# Are there any mods for Ubuntu-like gesture controls



## TenderloinShadow (Nov 4, 2011)

Ok, so many of us have seen demos of the new Ubuntu for Android, and there are some things I really like about it. The biggest thing would probably be those gesture controls. Want to switch to a recent app, swipe from the right. Want to see your favorite apps, swipe from the left. Go home, swipe from the bottom. Etc. I think the concept is great and innovative, but what I'm wondering is if there are any Android ROMs/Mods that give a similar experience.


----------



## headcheese (Aug 1, 2011)

do you have nova prime? there is some options for gestures in there.


----------



## TenderloinShadow (Nov 4, 2011)

yeah, i was looking for for something integrated into the rom. controls that would work no matter what app you have open. Just a thought on my part. I think it would be something cool for someone to work on.


----------



## yarly (Jun 22, 2011)

http://forum.xda-dev...d.php?t=1535740

idk, first thing I always think when i figure something is a good idea, is that something already exist  lol. Probably the case 9/10 times.


----------



## TenderloinShadow (Nov 4, 2011)

yarly said:


> http://forum.xda-dev...d.php?t=1535740
> 
> idk, first thing I always think when i figure something is a good idea, is that something already exist  lol. Probably the case 9/10 times.


Yeah I generally feel the same way, that's why i posted this. Gonna check it out, thanks.


----------



## yarly (Jun 22, 2011)

There's another one out there that does quick controls around the edges of the screen without being part of a ROM, but I don't remember the name offhand.


----------



## puk3n (Jun 12, 2011)

i am anxiously awaiting this software myself. i found apps that have this sort of functionality, however its confined to just the app unfortunately. one in particular is xscope browser. its a great concept for gesture implementation. would be nice to see it as an option for android os


----------



## JRJ442 (Jun 8, 2011)

There's unity launcher too. Free or you can pay $1 on the market for the more customizable version. Works with Nova or any other launcher so you can throw your favorite apps in the side bar like Ubuntu. I kinda dig it. Link to the paid one https://play.google.com/store/apps/details?id=com.np.omkar.unity link to the free one to try out https://play.google.com/store/apps/details?id=com.np.omkar.unityfree


----------



## TenderloinShadow (Nov 4, 2011)

Thanks for all the feedback folks. It's amazing how much stuff there is out there.


----------



## Hanzo13 (May 6, 2012)

yarly said:


> There's another one out there that does quick controls around the edges of the screen without being part of a ROM, but I don't remember the name offhand.

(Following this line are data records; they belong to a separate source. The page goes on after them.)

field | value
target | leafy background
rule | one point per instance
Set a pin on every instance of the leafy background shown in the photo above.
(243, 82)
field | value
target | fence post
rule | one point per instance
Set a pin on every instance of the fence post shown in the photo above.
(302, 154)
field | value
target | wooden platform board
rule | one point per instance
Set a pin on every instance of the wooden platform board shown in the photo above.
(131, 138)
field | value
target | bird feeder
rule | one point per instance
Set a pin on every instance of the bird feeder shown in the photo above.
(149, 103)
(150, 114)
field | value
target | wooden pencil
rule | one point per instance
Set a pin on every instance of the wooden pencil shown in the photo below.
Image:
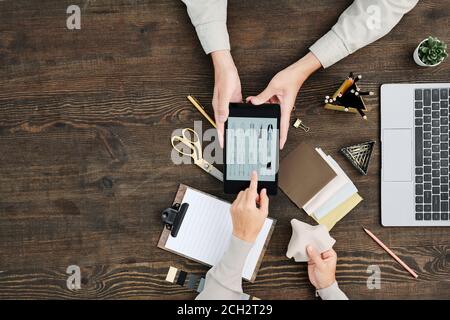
(392, 254)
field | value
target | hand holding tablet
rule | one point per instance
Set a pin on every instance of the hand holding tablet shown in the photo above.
(252, 144)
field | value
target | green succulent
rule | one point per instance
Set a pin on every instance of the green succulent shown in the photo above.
(432, 51)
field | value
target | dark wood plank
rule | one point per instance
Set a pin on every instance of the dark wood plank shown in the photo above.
(85, 121)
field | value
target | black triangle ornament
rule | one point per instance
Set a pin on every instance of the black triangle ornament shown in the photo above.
(359, 155)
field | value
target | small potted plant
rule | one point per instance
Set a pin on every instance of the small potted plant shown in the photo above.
(430, 52)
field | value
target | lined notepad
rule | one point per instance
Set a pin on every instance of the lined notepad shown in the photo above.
(206, 230)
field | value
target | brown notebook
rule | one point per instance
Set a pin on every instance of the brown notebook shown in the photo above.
(303, 173)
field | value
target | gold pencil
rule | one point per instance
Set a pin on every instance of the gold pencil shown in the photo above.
(392, 254)
(200, 108)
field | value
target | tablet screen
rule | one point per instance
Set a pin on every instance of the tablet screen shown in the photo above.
(251, 144)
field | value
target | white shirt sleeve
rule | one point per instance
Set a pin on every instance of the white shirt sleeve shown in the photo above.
(209, 18)
(362, 23)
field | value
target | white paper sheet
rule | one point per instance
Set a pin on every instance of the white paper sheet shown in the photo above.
(206, 231)
(339, 197)
(328, 191)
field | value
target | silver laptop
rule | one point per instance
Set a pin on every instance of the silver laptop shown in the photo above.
(415, 154)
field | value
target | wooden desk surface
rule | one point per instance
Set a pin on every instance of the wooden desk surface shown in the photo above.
(85, 122)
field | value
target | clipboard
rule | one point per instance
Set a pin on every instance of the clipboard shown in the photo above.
(167, 232)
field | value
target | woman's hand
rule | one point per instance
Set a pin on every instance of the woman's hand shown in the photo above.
(283, 89)
(248, 218)
(321, 267)
(227, 88)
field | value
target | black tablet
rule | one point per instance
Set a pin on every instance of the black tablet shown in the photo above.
(251, 143)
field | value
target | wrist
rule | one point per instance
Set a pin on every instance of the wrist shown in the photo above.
(306, 66)
(222, 59)
(250, 238)
(326, 284)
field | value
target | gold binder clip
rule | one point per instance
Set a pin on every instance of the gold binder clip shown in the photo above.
(299, 124)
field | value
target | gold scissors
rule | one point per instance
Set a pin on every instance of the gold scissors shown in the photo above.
(196, 152)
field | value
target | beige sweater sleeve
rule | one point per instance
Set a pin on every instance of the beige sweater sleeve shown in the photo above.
(224, 281)
(362, 23)
(209, 18)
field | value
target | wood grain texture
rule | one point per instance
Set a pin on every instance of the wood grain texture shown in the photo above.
(85, 121)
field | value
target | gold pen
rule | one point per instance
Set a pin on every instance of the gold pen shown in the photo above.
(200, 108)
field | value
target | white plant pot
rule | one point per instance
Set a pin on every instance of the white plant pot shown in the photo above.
(420, 62)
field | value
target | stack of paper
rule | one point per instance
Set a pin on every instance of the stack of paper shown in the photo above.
(316, 183)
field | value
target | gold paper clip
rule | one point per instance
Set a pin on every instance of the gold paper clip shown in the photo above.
(299, 124)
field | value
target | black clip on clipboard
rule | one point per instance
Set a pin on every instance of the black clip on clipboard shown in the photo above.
(172, 217)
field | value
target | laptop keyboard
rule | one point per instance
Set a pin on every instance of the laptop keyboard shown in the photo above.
(432, 154)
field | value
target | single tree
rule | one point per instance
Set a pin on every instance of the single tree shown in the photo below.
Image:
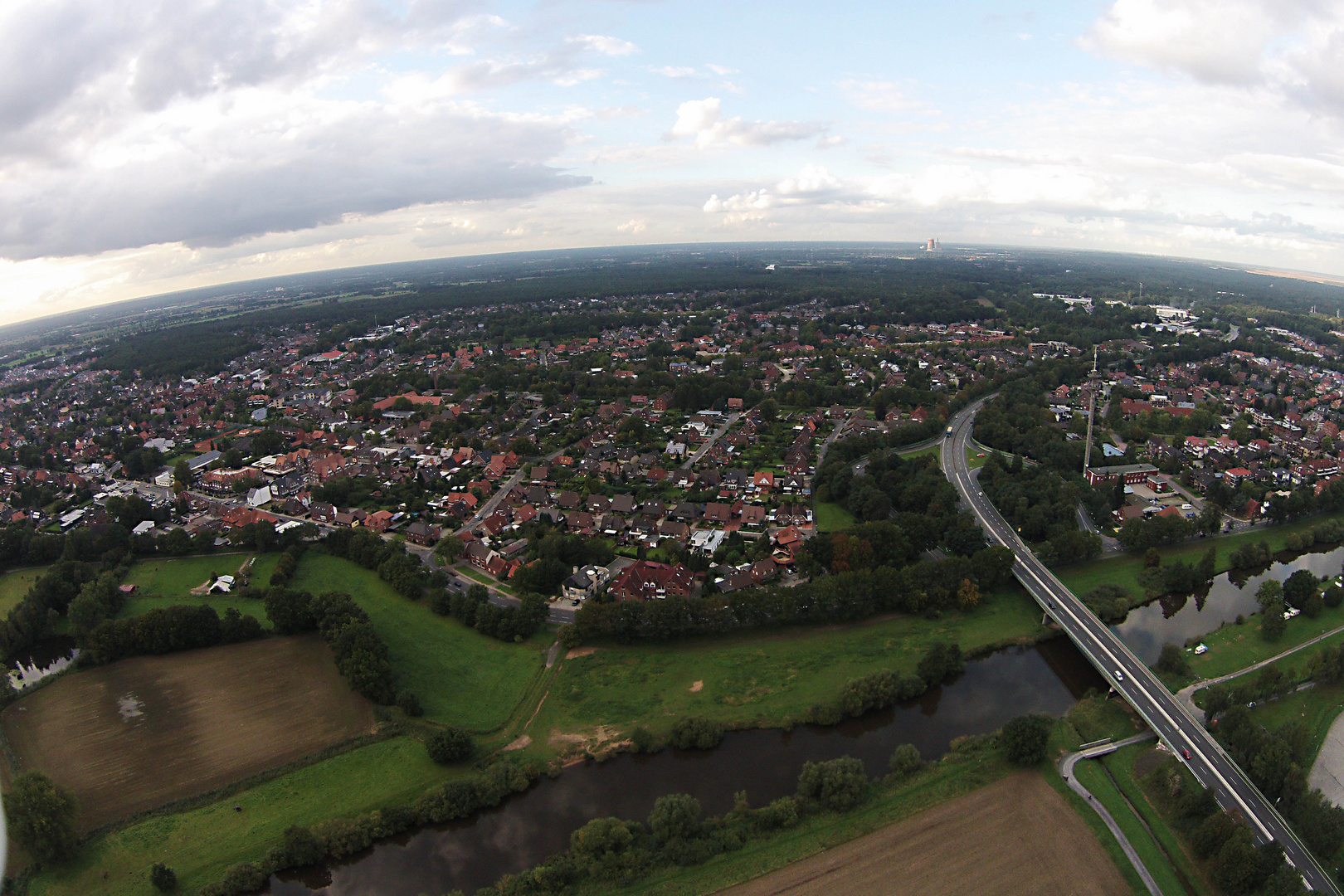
(449, 744)
(1025, 739)
(42, 817)
(163, 878)
(905, 761)
(1172, 660)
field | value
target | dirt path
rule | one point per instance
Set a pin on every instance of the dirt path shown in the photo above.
(1014, 837)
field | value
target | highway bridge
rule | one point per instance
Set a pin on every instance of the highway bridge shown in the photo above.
(1133, 680)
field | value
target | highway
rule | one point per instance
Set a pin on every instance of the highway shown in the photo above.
(1163, 711)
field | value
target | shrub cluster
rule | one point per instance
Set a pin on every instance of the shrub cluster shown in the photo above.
(882, 688)
(46, 601)
(619, 852)
(1109, 602)
(691, 733)
(286, 564)
(507, 624)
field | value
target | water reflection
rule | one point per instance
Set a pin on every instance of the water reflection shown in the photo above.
(765, 763)
(43, 659)
(1176, 618)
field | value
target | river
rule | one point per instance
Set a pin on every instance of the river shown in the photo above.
(530, 826)
(1175, 620)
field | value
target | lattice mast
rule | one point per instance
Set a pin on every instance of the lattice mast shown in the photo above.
(1093, 387)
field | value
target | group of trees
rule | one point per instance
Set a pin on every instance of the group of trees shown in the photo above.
(886, 484)
(1142, 533)
(611, 850)
(1278, 762)
(1043, 507)
(860, 547)
(1018, 422)
(49, 598)
(1301, 592)
(398, 568)
(884, 687)
(1177, 577)
(928, 586)
(168, 631)
(360, 655)
(555, 553)
(474, 609)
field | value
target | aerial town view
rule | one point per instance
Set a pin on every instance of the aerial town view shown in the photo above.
(530, 448)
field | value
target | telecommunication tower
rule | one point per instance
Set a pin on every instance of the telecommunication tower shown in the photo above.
(1093, 387)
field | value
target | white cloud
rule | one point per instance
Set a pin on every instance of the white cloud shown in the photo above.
(1291, 47)
(605, 45)
(704, 121)
(275, 164)
(811, 180)
(882, 95)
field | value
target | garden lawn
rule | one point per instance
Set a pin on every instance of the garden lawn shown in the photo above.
(1124, 570)
(976, 457)
(765, 677)
(14, 587)
(476, 575)
(830, 516)
(202, 843)
(460, 676)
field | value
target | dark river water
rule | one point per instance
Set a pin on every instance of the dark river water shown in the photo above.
(1175, 620)
(530, 826)
(41, 660)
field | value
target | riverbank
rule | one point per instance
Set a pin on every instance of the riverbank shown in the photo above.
(753, 680)
(902, 813)
(1124, 570)
(763, 679)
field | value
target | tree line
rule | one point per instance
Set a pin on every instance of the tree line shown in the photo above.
(928, 586)
(360, 655)
(472, 607)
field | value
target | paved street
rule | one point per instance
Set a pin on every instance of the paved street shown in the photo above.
(718, 434)
(1066, 772)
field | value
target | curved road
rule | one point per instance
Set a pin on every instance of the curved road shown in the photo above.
(1163, 711)
(1066, 772)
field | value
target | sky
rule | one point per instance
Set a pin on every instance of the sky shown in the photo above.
(152, 145)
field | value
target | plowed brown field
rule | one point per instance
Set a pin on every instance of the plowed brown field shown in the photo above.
(140, 733)
(1014, 837)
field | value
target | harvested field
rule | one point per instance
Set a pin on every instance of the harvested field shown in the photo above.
(1016, 835)
(140, 733)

It's called onDeck. It's in beta, but I haven't found anything drastic wrong with it yet.


----------



## WhataSpaz (Feb 20, 2012)

yarly said:


> There's another one out there that does quick controls around the edges of the screen without being part of a ROM, but I don't remember the name offhand.


LMT launcher? http://forum.xda-developers.com/showthread.php?t=1330150


----------



## yarly (Jun 22, 2011)

Hanzo13 said:


> LMT launcher? http://forum.xda-dev...d.php?t=1330150


Yeah, LMT launcher was the correct one I was thinking of. I wasn't aware of the other.


----------